I had a very eye opening lecture today provided by Southampton’s own professor Ian Williams. He relayed the true facts that have caused the steady decline in England’s water quality.
According to the Environment agency, only 16% of the UK’s waters meet a ‘good’ ecological standard. This means free from nasty pollutants such as pathogens, heavy metals and microplastics; all of which have long-term health affects on both the environment and human health.
Now the metaphorical ‘housekeepers’ (political members) that have made our bed (the current water quality crisis we are currently experiencing) must be held accountable, not for the sole purpose of mockery or blame (maybe just a tad), but also to highlight the political mishaps that have occurred in order to prevent this from happening time and time again for the sake of our future water needs.
Owen Patterson was appointed Secretary of State for Environment, Food and Rural Affairs in September 2012 (he has had multiple different roles and politically aligns with conservatives but we shan’t detail his other roles here).
Despite being entrusted to watch over our environmental affairs, he is a climate change sceptic and has publicly denied knowledge on climate change from real scientists. He has supported fracking movements and the cherry on top has been his 40% cut for climate change adaptation – leaving the UK vulnerable to the effects of floods.
Now flooding is known to cause increased pollution into water bodies due to excessive run-off which would contain a plethora of urban street chemicals, pesticides and such. I think it’s a safe assumption that UK politics can at sometimes feel like a cruel joke – especially hiring a climate sceptic as the secretary for the Environment.

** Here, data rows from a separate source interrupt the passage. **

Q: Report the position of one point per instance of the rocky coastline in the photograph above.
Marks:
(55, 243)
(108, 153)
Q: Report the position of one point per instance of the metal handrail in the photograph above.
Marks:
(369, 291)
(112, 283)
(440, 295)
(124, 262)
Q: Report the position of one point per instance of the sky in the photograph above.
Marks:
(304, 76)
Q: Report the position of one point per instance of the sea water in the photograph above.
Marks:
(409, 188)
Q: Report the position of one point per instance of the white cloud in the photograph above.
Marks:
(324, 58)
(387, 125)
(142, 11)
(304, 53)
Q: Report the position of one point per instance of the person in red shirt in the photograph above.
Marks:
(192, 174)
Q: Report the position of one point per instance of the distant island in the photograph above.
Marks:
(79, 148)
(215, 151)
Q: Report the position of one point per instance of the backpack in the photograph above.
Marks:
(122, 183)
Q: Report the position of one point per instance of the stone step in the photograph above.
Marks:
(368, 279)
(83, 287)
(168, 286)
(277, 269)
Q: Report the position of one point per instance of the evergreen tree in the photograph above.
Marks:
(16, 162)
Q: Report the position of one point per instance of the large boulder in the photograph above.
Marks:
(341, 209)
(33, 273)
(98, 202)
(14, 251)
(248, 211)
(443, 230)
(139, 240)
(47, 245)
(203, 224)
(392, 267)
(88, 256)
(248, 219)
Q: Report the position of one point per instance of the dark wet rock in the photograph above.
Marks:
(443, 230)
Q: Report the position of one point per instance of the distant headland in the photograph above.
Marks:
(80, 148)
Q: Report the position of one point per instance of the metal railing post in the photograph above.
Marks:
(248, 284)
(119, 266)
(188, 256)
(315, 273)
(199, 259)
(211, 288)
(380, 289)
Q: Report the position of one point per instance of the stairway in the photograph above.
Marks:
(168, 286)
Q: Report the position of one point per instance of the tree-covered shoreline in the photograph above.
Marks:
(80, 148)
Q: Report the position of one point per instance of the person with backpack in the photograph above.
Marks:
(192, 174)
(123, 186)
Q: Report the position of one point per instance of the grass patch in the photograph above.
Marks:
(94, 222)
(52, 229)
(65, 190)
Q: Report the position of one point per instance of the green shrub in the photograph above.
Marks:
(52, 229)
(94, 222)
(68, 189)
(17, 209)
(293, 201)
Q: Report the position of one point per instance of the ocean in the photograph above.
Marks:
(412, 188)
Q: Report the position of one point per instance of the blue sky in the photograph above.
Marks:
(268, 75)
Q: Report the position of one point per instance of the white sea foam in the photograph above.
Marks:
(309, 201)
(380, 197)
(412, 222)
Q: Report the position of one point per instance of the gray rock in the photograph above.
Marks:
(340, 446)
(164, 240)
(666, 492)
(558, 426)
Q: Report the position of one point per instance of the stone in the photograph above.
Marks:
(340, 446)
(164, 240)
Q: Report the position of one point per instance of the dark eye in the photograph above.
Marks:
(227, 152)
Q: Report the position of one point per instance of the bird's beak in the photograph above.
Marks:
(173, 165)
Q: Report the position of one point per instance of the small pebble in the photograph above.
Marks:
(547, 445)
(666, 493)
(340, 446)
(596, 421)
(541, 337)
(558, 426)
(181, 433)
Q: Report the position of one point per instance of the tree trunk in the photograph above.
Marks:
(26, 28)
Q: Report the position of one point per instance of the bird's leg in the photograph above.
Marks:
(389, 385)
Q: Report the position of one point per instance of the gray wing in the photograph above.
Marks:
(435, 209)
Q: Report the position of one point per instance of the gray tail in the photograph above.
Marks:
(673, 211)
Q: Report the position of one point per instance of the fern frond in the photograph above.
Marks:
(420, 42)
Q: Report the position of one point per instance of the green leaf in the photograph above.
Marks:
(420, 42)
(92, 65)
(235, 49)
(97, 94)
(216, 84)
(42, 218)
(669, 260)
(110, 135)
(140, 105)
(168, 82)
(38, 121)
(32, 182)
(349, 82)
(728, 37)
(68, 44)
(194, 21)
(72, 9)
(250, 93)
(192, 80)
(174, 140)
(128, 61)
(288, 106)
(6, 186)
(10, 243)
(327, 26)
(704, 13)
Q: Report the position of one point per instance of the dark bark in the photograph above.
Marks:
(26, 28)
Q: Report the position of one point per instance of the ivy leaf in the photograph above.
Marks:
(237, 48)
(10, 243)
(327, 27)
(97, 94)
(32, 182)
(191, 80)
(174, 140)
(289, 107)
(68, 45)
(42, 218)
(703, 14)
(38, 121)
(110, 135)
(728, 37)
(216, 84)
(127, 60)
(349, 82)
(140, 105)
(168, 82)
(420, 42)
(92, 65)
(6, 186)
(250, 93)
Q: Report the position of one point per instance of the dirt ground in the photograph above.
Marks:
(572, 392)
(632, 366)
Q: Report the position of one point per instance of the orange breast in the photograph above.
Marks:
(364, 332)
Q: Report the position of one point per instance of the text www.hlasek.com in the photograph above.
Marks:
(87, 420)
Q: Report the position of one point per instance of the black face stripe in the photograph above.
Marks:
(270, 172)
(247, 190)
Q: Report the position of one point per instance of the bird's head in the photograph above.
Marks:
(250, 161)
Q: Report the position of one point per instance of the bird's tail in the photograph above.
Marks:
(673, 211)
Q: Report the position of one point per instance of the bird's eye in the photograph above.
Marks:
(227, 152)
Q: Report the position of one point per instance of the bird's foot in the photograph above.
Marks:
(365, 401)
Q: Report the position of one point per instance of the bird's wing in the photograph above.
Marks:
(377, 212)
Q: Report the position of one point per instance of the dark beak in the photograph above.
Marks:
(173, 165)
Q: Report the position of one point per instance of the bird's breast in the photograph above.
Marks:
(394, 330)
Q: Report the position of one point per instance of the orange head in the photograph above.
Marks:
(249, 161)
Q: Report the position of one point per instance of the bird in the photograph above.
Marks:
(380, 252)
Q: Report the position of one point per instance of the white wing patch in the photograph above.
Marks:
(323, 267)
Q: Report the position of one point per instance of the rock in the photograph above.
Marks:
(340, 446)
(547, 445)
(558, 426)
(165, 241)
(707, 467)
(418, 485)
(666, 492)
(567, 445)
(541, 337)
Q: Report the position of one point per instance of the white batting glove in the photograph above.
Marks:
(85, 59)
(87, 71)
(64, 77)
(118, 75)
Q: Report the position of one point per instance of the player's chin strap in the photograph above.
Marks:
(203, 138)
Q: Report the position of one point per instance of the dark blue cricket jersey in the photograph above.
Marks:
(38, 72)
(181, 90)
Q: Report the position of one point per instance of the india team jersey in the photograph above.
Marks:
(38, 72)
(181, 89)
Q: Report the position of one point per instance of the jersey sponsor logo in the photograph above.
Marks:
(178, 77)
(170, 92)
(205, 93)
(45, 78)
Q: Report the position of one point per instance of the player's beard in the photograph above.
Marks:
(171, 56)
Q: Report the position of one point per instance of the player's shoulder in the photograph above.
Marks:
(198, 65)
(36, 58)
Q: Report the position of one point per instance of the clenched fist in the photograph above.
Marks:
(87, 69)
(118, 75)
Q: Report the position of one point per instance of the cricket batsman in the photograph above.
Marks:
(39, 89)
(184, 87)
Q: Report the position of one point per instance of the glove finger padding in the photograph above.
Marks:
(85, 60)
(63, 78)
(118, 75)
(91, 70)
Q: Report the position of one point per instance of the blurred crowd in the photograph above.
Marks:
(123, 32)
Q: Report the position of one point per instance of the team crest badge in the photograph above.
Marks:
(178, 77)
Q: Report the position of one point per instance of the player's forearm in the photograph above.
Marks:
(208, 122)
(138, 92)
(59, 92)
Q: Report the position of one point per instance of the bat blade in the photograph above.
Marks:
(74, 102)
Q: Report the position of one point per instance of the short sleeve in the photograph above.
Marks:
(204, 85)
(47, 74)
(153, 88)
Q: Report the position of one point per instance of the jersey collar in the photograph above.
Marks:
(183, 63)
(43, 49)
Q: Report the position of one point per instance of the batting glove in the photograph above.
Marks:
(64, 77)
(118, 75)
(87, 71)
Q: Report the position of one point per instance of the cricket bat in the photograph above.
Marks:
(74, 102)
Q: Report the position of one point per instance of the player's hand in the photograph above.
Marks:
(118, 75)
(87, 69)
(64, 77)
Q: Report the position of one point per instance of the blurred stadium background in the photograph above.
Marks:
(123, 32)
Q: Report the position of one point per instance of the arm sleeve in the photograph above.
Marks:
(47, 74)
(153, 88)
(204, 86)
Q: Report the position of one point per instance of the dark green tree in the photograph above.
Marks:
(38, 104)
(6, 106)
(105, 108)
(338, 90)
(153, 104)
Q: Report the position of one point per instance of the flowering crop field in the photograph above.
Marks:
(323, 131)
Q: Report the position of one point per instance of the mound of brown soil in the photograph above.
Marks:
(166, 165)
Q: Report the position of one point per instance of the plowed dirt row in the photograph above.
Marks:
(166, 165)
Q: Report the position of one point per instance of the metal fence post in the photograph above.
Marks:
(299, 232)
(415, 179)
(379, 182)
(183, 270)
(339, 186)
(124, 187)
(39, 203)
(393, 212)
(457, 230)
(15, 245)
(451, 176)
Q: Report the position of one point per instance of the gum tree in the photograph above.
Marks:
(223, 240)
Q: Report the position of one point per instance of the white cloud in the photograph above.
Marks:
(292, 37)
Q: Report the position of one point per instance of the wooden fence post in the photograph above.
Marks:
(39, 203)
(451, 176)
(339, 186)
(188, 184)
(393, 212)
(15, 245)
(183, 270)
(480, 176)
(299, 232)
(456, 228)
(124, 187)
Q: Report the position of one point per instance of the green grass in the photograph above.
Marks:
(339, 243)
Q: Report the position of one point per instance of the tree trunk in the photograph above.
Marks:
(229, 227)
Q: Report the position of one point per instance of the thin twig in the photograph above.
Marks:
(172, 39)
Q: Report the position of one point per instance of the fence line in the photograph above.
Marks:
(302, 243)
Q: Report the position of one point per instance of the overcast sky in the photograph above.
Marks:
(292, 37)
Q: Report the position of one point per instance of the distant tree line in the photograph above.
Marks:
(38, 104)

You thought Patterson was bad, lets hear the journey of Liz truss, his successor (years 2014 – 2016). Despite Patterson’s clear fumbles in terms of climate action, Truss appears to be the key determinant of the water quality fate we see today.
Truss was able to cut £24 million from the environmental protection under the guise of ‘efficiency measures’, however these ‘measures’ depleted surveillance of water companies allowing them to get away with unmonitored sewage discharges into the sea.
Data from labour’s analysis of official figures shows that raw sewage discharge in England and Wales doubled between 2016 – 2021.
The Ironic part of this is Patterson was sacked for his lack of preparedness and foresight when slashing climate adaptation budgets, when subsequent floods destroyed the UK.
Then Liz Truss was appointed to his position and moves resources away from water monitoring to flood protection. However, she has failed to realise that this will (and has) severely jeopardised the quality of UK waters to the point where the environment agency are so far stretched that they simply could not monitor all of England and Wales’s water ways.
Thus, they allowed the students to mark their own homework by letting the water companies to asses themselves according to regulations, as well as disclosing their own sewage discharges (spoiler alert – they cheated!).
Now we can only hope for a more competent and swift resolution of these current issues, striving to bring back Britain to its former water quality greatness.